BANGKOK. Ein ehemaliger stellvertretender Regierungssprecher hat nach einem aufsehenerregenden Unfall, bei dem eine erhebliche Diskrepanz bei der Berechnung der Fahrzeuggeschwindigkeit auftrat, erneut Bedenken hinsichtlich der thailändischen Standards für forensische Untersuchungen geäußert. Die Angelegenheit hat die öffentliche Aufmerksamkeit verstärkt, nachdem das Gericht entschieden hatte, dass die Gutachten ausländischer Sachverständiger „das größte Gewicht“ hätten, was erhebliche Mängel in den inländischen forensischen Verfahren aufzeigt. Die widersprüchlichen Daten haben Fragen nach Genauigkeit, Zuverlässigkeit und Transparenz in Fällen von nationalem Interesse aufgeworfen.

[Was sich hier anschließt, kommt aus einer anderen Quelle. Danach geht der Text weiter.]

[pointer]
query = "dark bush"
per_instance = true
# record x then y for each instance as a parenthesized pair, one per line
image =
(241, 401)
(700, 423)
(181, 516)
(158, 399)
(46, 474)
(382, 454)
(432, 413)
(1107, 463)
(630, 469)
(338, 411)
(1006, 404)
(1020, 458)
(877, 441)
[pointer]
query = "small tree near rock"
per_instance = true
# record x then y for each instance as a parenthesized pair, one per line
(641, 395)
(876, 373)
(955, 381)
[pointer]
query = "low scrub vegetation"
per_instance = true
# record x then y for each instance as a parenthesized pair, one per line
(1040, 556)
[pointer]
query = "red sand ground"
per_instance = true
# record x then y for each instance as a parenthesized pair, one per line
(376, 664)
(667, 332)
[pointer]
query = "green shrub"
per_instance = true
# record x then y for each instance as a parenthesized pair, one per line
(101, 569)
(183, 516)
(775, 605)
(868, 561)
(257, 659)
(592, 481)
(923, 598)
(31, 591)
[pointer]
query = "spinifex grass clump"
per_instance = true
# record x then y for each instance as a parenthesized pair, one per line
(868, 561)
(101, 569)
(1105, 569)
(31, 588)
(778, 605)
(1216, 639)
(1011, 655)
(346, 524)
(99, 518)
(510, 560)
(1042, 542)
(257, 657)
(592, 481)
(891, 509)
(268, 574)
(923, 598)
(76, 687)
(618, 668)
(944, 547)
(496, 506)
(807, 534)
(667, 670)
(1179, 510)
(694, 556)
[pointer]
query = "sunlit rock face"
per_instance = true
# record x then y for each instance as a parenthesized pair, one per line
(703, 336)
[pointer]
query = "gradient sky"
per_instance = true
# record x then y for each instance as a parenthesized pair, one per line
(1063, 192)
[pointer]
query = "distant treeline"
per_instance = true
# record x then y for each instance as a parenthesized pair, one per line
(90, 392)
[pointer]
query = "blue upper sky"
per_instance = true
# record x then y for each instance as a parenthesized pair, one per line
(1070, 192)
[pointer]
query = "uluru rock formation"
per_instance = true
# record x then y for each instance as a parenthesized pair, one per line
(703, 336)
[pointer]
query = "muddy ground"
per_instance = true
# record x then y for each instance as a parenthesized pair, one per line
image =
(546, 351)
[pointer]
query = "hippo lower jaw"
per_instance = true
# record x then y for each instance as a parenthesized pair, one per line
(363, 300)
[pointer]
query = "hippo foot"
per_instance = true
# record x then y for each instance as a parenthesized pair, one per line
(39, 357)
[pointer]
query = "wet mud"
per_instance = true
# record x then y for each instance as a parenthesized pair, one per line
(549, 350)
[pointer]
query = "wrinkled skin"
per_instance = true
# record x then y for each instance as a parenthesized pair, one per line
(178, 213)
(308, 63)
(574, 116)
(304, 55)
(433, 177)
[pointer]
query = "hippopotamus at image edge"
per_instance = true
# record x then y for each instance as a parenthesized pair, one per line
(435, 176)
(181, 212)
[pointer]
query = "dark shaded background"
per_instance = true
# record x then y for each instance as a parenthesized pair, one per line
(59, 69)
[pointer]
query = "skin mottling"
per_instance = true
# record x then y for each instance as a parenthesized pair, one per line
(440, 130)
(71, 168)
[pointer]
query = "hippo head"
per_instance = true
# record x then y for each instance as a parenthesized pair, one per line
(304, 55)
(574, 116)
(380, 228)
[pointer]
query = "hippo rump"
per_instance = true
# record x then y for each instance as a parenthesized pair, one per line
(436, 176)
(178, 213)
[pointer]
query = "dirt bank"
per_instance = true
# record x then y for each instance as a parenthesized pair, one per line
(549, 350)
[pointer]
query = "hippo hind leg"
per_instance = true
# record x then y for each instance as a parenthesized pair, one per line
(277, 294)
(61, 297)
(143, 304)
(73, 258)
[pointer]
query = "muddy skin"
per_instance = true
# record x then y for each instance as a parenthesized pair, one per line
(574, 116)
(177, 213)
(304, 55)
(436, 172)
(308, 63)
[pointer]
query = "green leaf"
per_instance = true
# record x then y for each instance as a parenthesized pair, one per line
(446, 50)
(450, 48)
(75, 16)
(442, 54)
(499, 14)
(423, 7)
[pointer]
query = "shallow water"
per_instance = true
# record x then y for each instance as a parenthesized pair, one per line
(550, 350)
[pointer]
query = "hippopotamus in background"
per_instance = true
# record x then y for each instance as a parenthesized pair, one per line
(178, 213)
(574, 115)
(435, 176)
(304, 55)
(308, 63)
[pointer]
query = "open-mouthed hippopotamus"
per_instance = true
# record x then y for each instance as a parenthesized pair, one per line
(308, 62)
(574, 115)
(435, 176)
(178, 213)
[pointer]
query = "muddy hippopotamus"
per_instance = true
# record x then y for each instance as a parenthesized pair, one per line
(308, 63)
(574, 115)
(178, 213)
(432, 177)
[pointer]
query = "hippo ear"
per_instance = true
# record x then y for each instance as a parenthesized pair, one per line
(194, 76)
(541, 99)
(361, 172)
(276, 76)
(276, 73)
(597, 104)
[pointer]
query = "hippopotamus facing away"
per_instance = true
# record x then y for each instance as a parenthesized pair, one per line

Die Akte enthält zwei deutlich voneinander abweichende Geschwindigkeitsschätzungen, die im Laufe der Ermittlungen vorgelegt wurden. Die erste, gestützt auf einen Verkehrsexperten mit über 30 Jahren Erfahrung, einen gerichtlich bestellten Geschwindigkeitsspezialisten und Dr. Saiprasit, der bereits zuvor mit dem Fall befasst war, bezifferte die Geschwindigkeit des Fahrzeugs auf „nicht mehr als 80 km/h“. Die zweite, berechnet von Polizeioberst Thanisit Tangchan von der forensischen Abteilung, ergab eine deutlich höhere Geschwindigkeit von 177–180 km/h. Dieser Wert wurde zunächst im frühen Verfahrensstadium verwendet.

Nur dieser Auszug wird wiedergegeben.